Beflügelt wird die Forschung auch von einer Nachricht der Mutter von Jules Bianchi, dass der Tod ihres Sohnes nun nicht umsonst gewesen sei. Der Franzose war vor sechs Jahren in Japan mit seinem Auto unter einen Bergungskran gerast und später seinen Kopfverletzungen erlegen. Daraufhin wurden die Bemühungen um einen Sicherheitsbügel forciert. Der Lebensretter Halo besteht aus Titan und muss bei Tests dem Gewicht von zwei afrikanischen Elefanten, also rund zwölf Tonnen, widerstehen. In der Realität von Bahrain tat er das, er teilte die Leitplanken, schützte zusammen mit den hohen Cockpitwänden Grosjeans Kopf und schuf die Lücke, aus der der Fahrer entkommen konnte.

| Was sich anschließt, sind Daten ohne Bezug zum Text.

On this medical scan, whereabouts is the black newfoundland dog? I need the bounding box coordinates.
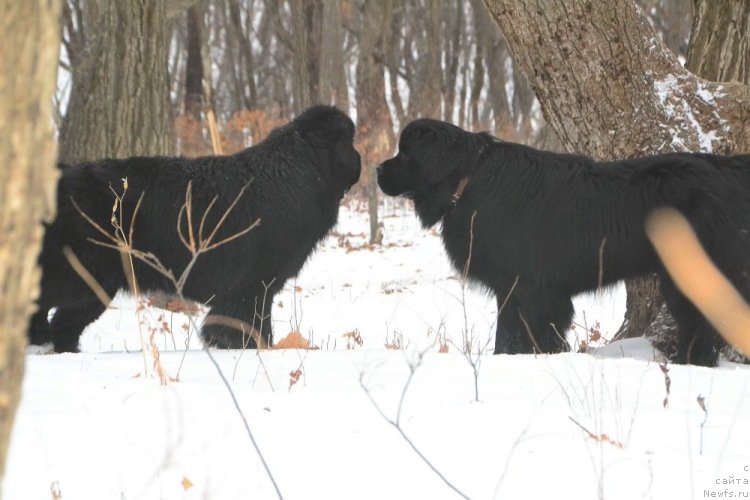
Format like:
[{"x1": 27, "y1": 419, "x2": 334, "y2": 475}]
[
  {"x1": 29, "y1": 106, "x2": 360, "y2": 352},
  {"x1": 378, "y1": 119, "x2": 750, "y2": 366}
]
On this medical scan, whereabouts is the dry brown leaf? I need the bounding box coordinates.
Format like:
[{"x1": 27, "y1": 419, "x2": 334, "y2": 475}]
[
  {"x1": 289, "y1": 369, "x2": 302, "y2": 391},
  {"x1": 273, "y1": 330, "x2": 310, "y2": 349}
]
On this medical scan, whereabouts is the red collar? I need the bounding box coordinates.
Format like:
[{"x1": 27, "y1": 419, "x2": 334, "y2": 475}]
[{"x1": 451, "y1": 176, "x2": 469, "y2": 209}]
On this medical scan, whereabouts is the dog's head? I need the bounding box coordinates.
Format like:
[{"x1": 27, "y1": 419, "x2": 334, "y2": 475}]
[
  {"x1": 294, "y1": 106, "x2": 361, "y2": 190},
  {"x1": 378, "y1": 118, "x2": 477, "y2": 227}
]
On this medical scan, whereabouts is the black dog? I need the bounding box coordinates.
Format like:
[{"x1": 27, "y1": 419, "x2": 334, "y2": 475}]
[
  {"x1": 378, "y1": 119, "x2": 750, "y2": 365},
  {"x1": 29, "y1": 106, "x2": 360, "y2": 352}
]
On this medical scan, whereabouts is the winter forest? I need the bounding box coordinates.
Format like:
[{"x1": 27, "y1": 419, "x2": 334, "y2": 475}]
[{"x1": 0, "y1": 0, "x2": 750, "y2": 500}]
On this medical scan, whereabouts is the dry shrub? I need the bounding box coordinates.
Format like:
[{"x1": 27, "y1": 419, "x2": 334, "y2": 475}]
[{"x1": 273, "y1": 330, "x2": 311, "y2": 349}]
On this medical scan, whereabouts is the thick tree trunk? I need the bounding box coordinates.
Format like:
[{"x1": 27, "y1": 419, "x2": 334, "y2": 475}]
[
  {"x1": 0, "y1": 0, "x2": 60, "y2": 479},
  {"x1": 289, "y1": 0, "x2": 323, "y2": 114},
  {"x1": 357, "y1": 0, "x2": 393, "y2": 243},
  {"x1": 484, "y1": 0, "x2": 750, "y2": 335},
  {"x1": 318, "y1": 0, "x2": 349, "y2": 113},
  {"x1": 60, "y1": 0, "x2": 174, "y2": 163},
  {"x1": 184, "y1": 6, "x2": 209, "y2": 121},
  {"x1": 685, "y1": 0, "x2": 750, "y2": 84},
  {"x1": 410, "y1": 0, "x2": 443, "y2": 119}
]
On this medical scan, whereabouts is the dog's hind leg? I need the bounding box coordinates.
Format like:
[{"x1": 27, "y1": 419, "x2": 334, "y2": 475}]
[
  {"x1": 661, "y1": 273, "x2": 721, "y2": 366},
  {"x1": 49, "y1": 296, "x2": 107, "y2": 352},
  {"x1": 201, "y1": 293, "x2": 273, "y2": 349},
  {"x1": 495, "y1": 293, "x2": 573, "y2": 354}
]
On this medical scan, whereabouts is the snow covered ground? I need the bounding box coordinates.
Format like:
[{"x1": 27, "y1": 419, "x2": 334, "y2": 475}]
[{"x1": 3, "y1": 204, "x2": 750, "y2": 500}]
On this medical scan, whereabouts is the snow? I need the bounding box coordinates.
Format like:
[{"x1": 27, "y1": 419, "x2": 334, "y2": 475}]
[
  {"x1": 654, "y1": 74, "x2": 726, "y2": 153},
  {"x1": 3, "y1": 203, "x2": 750, "y2": 499}
]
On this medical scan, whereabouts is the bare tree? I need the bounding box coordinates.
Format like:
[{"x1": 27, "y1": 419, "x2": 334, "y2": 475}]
[
  {"x1": 484, "y1": 0, "x2": 750, "y2": 344},
  {"x1": 685, "y1": 0, "x2": 750, "y2": 84},
  {"x1": 357, "y1": 0, "x2": 400, "y2": 243},
  {"x1": 0, "y1": 0, "x2": 60, "y2": 478},
  {"x1": 60, "y1": 0, "x2": 178, "y2": 163}
]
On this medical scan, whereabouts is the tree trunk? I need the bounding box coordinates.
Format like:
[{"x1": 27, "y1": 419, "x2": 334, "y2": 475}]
[
  {"x1": 357, "y1": 0, "x2": 393, "y2": 243},
  {"x1": 685, "y1": 0, "x2": 750, "y2": 84},
  {"x1": 60, "y1": 0, "x2": 174, "y2": 163},
  {"x1": 176, "y1": 6, "x2": 206, "y2": 157},
  {"x1": 289, "y1": 0, "x2": 323, "y2": 114},
  {"x1": 0, "y1": 0, "x2": 60, "y2": 479},
  {"x1": 410, "y1": 0, "x2": 443, "y2": 119},
  {"x1": 484, "y1": 0, "x2": 750, "y2": 344},
  {"x1": 688, "y1": 0, "x2": 750, "y2": 362},
  {"x1": 184, "y1": 6, "x2": 203, "y2": 122}
]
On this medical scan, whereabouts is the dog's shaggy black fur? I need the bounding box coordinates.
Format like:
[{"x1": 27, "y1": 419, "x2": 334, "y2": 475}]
[
  {"x1": 29, "y1": 106, "x2": 360, "y2": 352},
  {"x1": 378, "y1": 119, "x2": 750, "y2": 365}
]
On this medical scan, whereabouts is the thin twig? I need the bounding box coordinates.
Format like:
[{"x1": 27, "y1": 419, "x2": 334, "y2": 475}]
[
  {"x1": 203, "y1": 345, "x2": 284, "y2": 499},
  {"x1": 359, "y1": 372, "x2": 469, "y2": 500},
  {"x1": 63, "y1": 245, "x2": 112, "y2": 306}
]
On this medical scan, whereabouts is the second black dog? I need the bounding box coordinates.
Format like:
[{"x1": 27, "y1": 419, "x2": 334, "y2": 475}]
[
  {"x1": 29, "y1": 106, "x2": 360, "y2": 352},
  {"x1": 378, "y1": 119, "x2": 750, "y2": 366}
]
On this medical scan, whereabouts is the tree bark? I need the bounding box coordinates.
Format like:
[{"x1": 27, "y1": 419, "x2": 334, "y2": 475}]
[
  {"x1": 318, "y1": 0, "x2": 349, "y2": 112},
  {"x1": 60, "y1": 0, "x2": 175, "y2": 163},
  {"x1": 0, "y1": 0, "x2": 60, "y2": 478},
  {"x1": 289, "y1": 0, "x2": 323, "y2": 114},
  {"x1": 484, "y1": 0, "x2": 750, "y2": 335},
  {"x1": 685, "y1": 0, "x2": 750, "y2": 84},
  {"x1": 410, "y1": 0, "x2": 443, "y2": 119},
  {"x1": 184, "y1": 6, "x2": 209, "y2": 122},
  {"x1": 357, "y1": 0, "x2": 393, "y2": 243}
]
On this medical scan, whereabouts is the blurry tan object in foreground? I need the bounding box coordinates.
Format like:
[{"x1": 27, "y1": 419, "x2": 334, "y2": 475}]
[{"x1": 646, "y1": 208, "x2": 750, "y2": 356}]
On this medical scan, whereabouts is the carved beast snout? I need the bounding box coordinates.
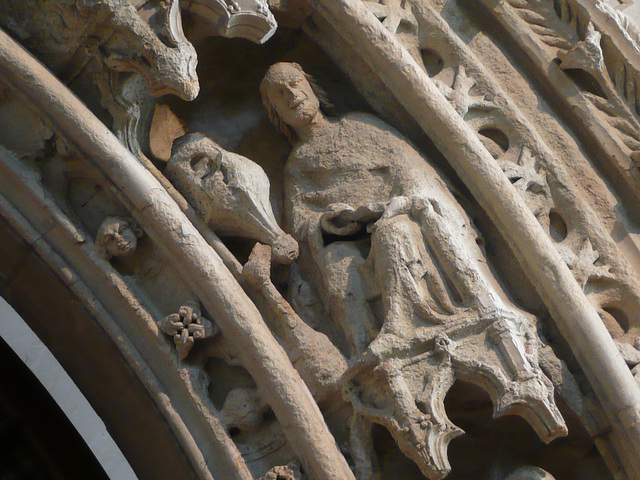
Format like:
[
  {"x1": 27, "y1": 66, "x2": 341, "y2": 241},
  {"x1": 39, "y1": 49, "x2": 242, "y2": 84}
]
[{"x1": 165, "y1": 134, "x2": 298, "y2": 264}]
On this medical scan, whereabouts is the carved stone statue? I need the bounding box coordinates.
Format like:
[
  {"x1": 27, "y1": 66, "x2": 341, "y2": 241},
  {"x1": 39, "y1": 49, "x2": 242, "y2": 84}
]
[
  {"x1": 165, "y1": 134, "x2": 298, "y2": 264},
  {"x1": 96, "y1": 217, "x2": 142, "y2": 260},
  {"x1": 261, "y1": 63, "x2": 566, "y2": 479}
]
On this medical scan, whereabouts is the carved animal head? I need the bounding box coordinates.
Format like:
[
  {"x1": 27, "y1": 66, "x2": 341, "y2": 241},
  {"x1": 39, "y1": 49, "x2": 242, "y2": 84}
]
[
  {"x1": 78, "y1": 0, "x2": 200, "y2": 100},
  {"x1": 165, "y1": 134, "x2": 298, "y2": 264}
]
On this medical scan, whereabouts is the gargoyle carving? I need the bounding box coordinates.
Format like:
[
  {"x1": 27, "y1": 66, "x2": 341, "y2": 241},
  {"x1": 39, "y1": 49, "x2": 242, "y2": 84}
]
[{"x1": 0, "y1": 0, "x2": 199, "y2": 100}]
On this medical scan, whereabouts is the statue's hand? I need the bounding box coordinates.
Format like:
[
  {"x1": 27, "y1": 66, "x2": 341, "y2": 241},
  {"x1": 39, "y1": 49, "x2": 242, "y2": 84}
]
[
  {"x1": 367, "y1": 196, "x2": 414, "y2": 233},
  {"x1": 320, "y1": 203, "x2": 362, "y2": 237},
  {"x1": 242, "y1": 243, "x2": 271, "y2": 288},
  {"x1": 320, "y1": 202, "x2": 387, "y2": 236}
]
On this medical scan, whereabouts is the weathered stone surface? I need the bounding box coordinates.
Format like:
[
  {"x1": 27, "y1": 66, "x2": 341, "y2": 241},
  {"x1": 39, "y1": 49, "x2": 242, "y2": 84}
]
[{"x1": 0, "y1": 0, "x2": 640, "y2": 480}]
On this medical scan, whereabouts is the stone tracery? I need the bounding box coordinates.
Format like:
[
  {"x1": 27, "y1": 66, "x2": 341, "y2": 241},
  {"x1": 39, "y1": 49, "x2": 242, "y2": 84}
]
[{"x1": 0, "y1": 0, "x2": 640, "y2": 479}]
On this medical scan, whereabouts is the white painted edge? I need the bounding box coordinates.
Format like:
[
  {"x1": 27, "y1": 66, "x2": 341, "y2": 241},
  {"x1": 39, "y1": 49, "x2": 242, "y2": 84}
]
[{"x1": 0, "y1": 297, "x2": 138, "y2": 480}]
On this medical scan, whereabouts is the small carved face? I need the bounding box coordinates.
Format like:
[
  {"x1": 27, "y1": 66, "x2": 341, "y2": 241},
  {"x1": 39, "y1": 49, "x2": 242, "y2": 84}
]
[
  {"x1": 266, "y1": 63, "x2": 320, "y2": 128},
  {"x1": 96, "y1": 217, "x2": 138, "y2": 260}
]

Bei aller Erleichterung bleibt die Nachdenklichkeit im Formel-1-Tross in dieser Woche zwischen den Rennen. Sieger Lewis Hamilton blickte mit flackernden Augen in den Nachthimmel über der Wüste. Auch Mercedes-Teamchef Toto Wolff war das, was er einen „Riesen-Schock“ nennt, anzusehen. Der ehemalige Rennfahrer sagte: „Auch das macht diesen Sport aus. Die Piloten brauchen viel Mut, um nach so einem Unfall und solchen Bildern wieder in ein Auto zu steigen, das über 350 km/h schnell ist. Sie sind Gladiatoren. Dieser Unfall ist eine Erinnerung, dass hier die besten Fahrer der Welt, die mutigsten Piloten, nicht einfach nur dem Sonnenuntergang entgegenfahren.“ Wäre Grosjean schwerer verletzt worden, hätte Mercedes seine Autos zurückgezogen.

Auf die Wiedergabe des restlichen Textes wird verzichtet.